Using the field mapping control

When merging several input datasets into a single output dataset, the field structure and contents are a consideration. Each input dataset will contain fields that also exist in other input datasets, as well as fields that are unique to only that dataset. How these fields are managed determines the field structure and content in the output dataset. The Field Mapping control allows you to define this output dataset field structure.

All input dataset fields will be mapped to the output dataset. When there is field duplication (based solely on name) between all the inputs, the output dataset field will be a combination of each occurrence. All unique input dataset fields (those not found in other input datasets) are also mapped to the output dataset.

It is possible for a field map's subfields to be of varying data types. In this case, the output field's data type is set to the data type of the first input dataset, and all other subfields are cast to this type. For example, the first input field is text, and the second input field (of the same name) is double. The output data type will be text, and the values in the second input field will be converted to this type. There may be instances when conversion is not possible, and errors will be raised during execution that state where the problem is. For instance, a BLOB field can't be converted to any data type other than BLOB. Also, an alphanumeric field would have to be truncated (start point and end point stated) to remove the alphabetic portion of its values if the field is to be converted as numeric type.

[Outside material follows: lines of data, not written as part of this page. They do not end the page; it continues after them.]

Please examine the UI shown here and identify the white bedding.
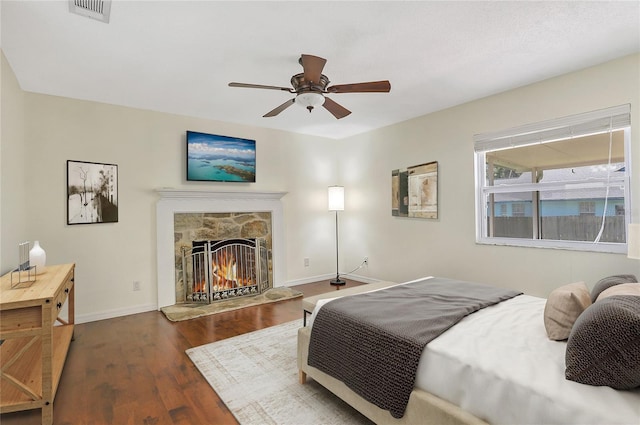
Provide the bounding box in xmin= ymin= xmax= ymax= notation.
xmin=309 ymin=280 xmax=640 ymax=425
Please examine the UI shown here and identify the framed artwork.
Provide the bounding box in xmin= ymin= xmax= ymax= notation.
xmin=392 ymin=161 xmax=438 ymax=219
xmin=67 ymin=160 xmax=118 ymax=224
xmin=186 ymin=130 xmax=256 ymax=182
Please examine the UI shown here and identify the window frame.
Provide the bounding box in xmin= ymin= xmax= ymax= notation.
xmin=474 ymin=105 xmax=632 ymax=254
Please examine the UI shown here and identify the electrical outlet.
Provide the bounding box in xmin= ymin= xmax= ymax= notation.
xmin=364 ymin=256 xmax=368 ymax=265
xmin=133 ymin=281 xmax=141 ymax=291
xmin=304 ymin=257 xmax=310 ymax=267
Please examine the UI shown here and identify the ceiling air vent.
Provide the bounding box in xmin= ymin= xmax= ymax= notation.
xmin=69 ymin=0 xmax=111 ymax=23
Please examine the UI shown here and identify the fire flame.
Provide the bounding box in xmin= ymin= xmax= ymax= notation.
xmin=192 ymin=249 xmax=254 ymax=294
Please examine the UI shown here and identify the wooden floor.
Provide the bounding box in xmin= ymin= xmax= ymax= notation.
xmin=1 ymin=279 xmax=364 ymax=425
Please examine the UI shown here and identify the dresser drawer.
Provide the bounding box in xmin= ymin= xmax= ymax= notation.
xmin=51 ymin=271 xmax=74 ymax=322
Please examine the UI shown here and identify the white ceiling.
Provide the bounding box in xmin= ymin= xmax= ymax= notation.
xmin=1 ymin=1 xmax=639 ymax=140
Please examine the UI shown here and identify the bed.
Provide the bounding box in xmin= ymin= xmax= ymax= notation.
xmin=297 ymin=277 xmax=640 ymax=425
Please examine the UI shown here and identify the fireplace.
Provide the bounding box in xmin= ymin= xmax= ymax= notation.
xmin=156 ymin=189 xmax=287 ymax=309
xmin=183 ymin=238 xmax=269 ymax=303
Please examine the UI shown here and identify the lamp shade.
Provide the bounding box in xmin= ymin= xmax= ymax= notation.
xmin=628 ymin=223 xmax=640 ymax=259
xmin=328 ymin=186 xmax=344 ymax=211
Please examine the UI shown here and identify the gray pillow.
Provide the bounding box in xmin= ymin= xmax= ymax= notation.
xmin=565 ymin=295 xmax=640 ymax=389
xmin=590 ymin=275 xmax=637 ymax=303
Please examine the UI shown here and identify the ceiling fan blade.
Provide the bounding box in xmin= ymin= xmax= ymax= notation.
xmin=326 ymin=80 xmax=391 ymax=93
xmin=263 ymin=98 xmax=295 ymax=117
xmin=322 ymin=97 xmax=351 ymax=119
xmin=300 ymin=54 xmax=327 ymax=84
xmin=229 ymin=82 xmax=293 ymax=92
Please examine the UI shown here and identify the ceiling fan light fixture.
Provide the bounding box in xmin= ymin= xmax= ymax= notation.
xmin=228 ymin=54 xmax=390 ymax=118
xmin=296 ymin=92 xmax=325 ymax=113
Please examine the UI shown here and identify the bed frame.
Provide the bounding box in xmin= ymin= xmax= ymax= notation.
xmin=297 ymin=282 xmax=489 ymax=425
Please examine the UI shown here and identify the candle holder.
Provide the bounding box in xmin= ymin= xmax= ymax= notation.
xmin=10 ymin=241 xmax=37 ymax=288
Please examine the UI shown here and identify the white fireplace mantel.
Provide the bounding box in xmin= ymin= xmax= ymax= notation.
xmin=156 ymin=188 xmax=288 ymax=200
xmin=155 ymin=188 xmax=287 ymax=308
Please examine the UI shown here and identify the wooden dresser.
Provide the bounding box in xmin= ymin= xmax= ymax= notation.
xmin=0 ymin=263 xmax=75 ymax=425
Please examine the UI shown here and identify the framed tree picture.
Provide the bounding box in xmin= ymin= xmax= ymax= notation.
xmin=67 ymin=160 xmax=118 ymax=224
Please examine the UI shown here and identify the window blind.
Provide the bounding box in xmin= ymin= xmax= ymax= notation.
xmin=474 ymin=104 xmax=631 ymax=153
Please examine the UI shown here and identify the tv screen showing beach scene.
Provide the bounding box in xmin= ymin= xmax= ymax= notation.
xmin=186 ymin=131 xmax=256 ymax=182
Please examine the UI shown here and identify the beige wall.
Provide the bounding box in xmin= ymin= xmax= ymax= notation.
xmin=339 ymin=53 xmax=640 ymax=297
xmin=1 ymin=52 xmax=639 ymax=321
xmin=1 ymin=52 xmax=28 ymax=271
xmin=1 ymin=62 xmax=342 ymax=321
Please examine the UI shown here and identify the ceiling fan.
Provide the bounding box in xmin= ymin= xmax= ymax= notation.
xmin=228 ymin=54 xmax=391 ymax=119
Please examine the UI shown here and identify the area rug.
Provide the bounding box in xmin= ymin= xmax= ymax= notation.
xmin=186 ymin=319 xmax=372 ymax=425
xmin=161 ymin=287 xmax=303 ymax=322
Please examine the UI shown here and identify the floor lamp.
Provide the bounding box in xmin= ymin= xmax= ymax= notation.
xmin=328 ymin=186 xmax=346 ymax=288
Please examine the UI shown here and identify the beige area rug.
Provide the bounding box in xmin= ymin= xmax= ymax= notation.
xmin=186 ymin=320 xmax=373 ymax=425
xmin=161 ymin=287 xmax=303 ymax=322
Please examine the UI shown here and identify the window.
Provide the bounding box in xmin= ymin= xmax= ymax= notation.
xmin=511 ymin=203 xmax=526 ymax=217
xmin=474 ymin=105 xmax=631 ymax=253
xmin=579 ymin=202 xmax=596 ymax=216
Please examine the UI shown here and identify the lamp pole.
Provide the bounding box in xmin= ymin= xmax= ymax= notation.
xmin=331 ymin=209 xmax=345 ymax=287
xmin=328 ymin=186 xmax=345 ymax=288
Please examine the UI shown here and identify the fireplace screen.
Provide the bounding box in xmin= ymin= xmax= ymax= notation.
xmin=182 ymin=238 xmax=269 ymax=303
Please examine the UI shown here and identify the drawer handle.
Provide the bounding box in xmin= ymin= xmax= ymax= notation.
xmin=65 ymin=288 xmax=69 ymax=294
xmin=57 ymin=302 xmax=62 ymax=309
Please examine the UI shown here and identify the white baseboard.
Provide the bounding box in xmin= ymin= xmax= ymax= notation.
xmin=76 ymin=303 xmax=157 ymax=324
xmin=76 ymin=274 xmax=381 ymax=323
xmin=285 ymin=273 xmax=381 ymax=287
xmin=344 ymin=274 xmax=382 ymax=284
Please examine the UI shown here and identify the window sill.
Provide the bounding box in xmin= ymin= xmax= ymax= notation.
xmin=475 ymin=237 xmax=627 ymax=254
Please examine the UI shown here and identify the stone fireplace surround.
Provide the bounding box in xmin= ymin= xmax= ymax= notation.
xmin=156 ymin=189 xmax=287 ymax=309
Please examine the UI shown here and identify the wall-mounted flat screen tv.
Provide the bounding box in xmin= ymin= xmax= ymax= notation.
xmin=186 ymin=131 xmax=256 ymax=182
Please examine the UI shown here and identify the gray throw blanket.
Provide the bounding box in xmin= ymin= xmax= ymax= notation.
xmin=307 ymin=277 xmax=522 ymax=418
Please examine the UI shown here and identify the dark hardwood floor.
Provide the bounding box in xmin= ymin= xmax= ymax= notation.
xmin=1 ymin=279 xmax=364 ymax=425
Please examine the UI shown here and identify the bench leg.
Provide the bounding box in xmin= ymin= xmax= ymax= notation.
xmin=299 ymin=370 xmax=307 ymax=384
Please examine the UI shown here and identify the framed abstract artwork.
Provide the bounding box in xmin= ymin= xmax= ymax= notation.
xmin=67 ymin=160 xmax=118 ymax=224
xmin=392 ymin=161 xmax=438 ymax=219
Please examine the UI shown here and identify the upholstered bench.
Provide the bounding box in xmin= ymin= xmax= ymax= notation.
xmin=301 ymin=280 xmax=399 ymax=325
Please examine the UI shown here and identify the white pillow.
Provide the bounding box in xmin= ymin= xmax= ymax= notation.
xmin=596 ymin=282 xmax=640 ymax=301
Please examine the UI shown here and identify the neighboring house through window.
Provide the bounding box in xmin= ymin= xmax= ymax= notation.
xmin=474 ymin=105 xmax=631 ymax=253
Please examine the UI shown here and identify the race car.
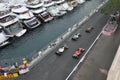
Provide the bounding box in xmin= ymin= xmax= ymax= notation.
xmin=85 ymin=27 xmax=94 ymax=33
xmin=72 ymin=48 xmax=85 ymax=58
xmin=71 ymin=33 xmax=81 ymax=41
xmin=55 ymin=44 xmax=68 ymax=56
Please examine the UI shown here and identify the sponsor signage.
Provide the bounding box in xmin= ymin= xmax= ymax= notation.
xmin=0 ymin=73 xmax=18 ymax=79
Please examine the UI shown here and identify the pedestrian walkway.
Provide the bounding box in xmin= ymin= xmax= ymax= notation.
xmin=107 ymin=45 xmax=120 ymax=80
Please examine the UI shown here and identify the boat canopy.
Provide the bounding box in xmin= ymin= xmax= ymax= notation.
xmin=31 ymin=7 xmax=46 ymax=14
xmin=11 ymin=6 xmax=34 ymax=19
xmin=25 ymin=0 xmax=40 ymax=4
xmin=0 ymin=3 xmax=11 ymax=19
xmin=43 ymin=1 xmax=55 ymax=7
xmin=62 ymin=2 xmax=73 ymax=11
xmin=53 ymin=0 xmax=65 ymax=4
xmin=48 ymin=6 xmax=59 ymax=16
xmin=0 ymin=32 xmax=8 ymax=44
xmin=0 ymin=16 xmax=18 ymax=27
xmin=26 ymin=2 xmax=44 ymax=8
xmin=0 ymin=12 xmax=11 ymax=19
xmin=0 ymin=3 xmax=10 ymax=11
xmin=77 ymin=0 xmax=85 ymax=4
xmin=0 ymin=26 xmax=9 ymax=44
xmin=11 ymin=6 xmax=29 ymax=13
xmin=16 ymin=11 xmax=34 ymax=19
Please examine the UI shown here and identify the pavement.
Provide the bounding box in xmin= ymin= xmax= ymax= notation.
xmin=107 ymin=44 xmax=120 ymax=80
xmin=71 ymin=22 xmax=120 ymax=80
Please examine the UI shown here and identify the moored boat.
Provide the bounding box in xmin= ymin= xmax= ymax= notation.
xmin=53 ymin=0 xmax=65 ymax=5
xmin=25 ymin=0 xmax=53 ymax=22
xmin=62 ymin=2 xmax=74 ymax=11
xmin=0 ymin=26 xmax=10 ymax=47
xmin=77 ymin=0 xmax=85 ymax=4
xmin=39 ymin=11 xmax=53 ymax=22
xmin=11 ymin=5 xmax=41 ymax=29
xmin=68 ymin=0 xmax=78 ymax=8
xmin=47 ymin=6 xmax=60 ymax=17
xmin=42 ymin=0 xmax=55 ymax=8
xmin=0 ymin=3 xmax=27 ymax=37
xmin=47 ymin=5 xmax=67 ymax=17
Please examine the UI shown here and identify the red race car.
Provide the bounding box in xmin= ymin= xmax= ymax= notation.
xmin=72 ymin=48 xmax=85 ymax=58
xmin=85 ymin=27 xmax=94 ymax=33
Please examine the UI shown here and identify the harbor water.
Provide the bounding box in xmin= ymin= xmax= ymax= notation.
xmin=0 ymin=0 xmax=105 ymax=66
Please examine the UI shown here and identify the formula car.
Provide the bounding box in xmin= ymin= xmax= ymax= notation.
xmin=55 ymin=44 xmax=68 ymax=56
xmin=72 ymin=48 xmax=85 ymax=58
xmin=71 ymin=33 xmax=81 ymax=41
xmin=85 ymin=27 xmax=94 ymax=33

Field mapping is displayed graphically in a catalog tree. All root (top-level) entries are the output dataset fields. You will see their names and their default output data types. The default output field data type is the same as the first input's data type.

Each root-level entry is expandable. When expanded, it will display all subfields from which data will be gathered to populate the output field. For each occurrence of a field (by name) in the input dataset, a subfield entry will appear, showing its source and its data type. The first input dataset's occurrence of a field will be the first to appear in the subfield list.

This is the default structure of the output dataset fields. You may, at any time, add or delete input datasets; add, delete, or rename output dataset fields; and add, delete, rename, or custom-format subfields.

Modifying the default field mappings

The default field mapping structure can be modified at any time. Output fields can be added, deleted, or renamed. Subfields can also be added, deleted, or renamed, and in the case of text output fields, they may be formatted. In the field mapping tree view, shortcut menus (accessed by right-clicking a selected field, subfield, or in the white space) can be used to make these modifications.

The shortcut menu for output fields has the following options: Add Input Field, Delete, Rename, and Properties.

The shortcut menu for subfields has the following options: Delete and Format (text fields only).

The shortcut menu of the field mapping pane (white space) has the following options: Add Output Field and Reset.

Merge rules

Each output field allows you to set certain properties, such as name, type, and merge rule. The merge rules allow you to specify how values from two or more input fields (subfields) are merged into a single output value. Null values are excluded from all statistical calculations. There are several merge rules that you can use:

Setting the Field Map parameter in scripting

In scripting, field mapping can be done in one of the following ways:

  1. Entering a string value for a field map parameter—this is recommended only when the number of fields is small and little (if any) alteration of the fields is required.
  2. Create and use a FieldMappings object.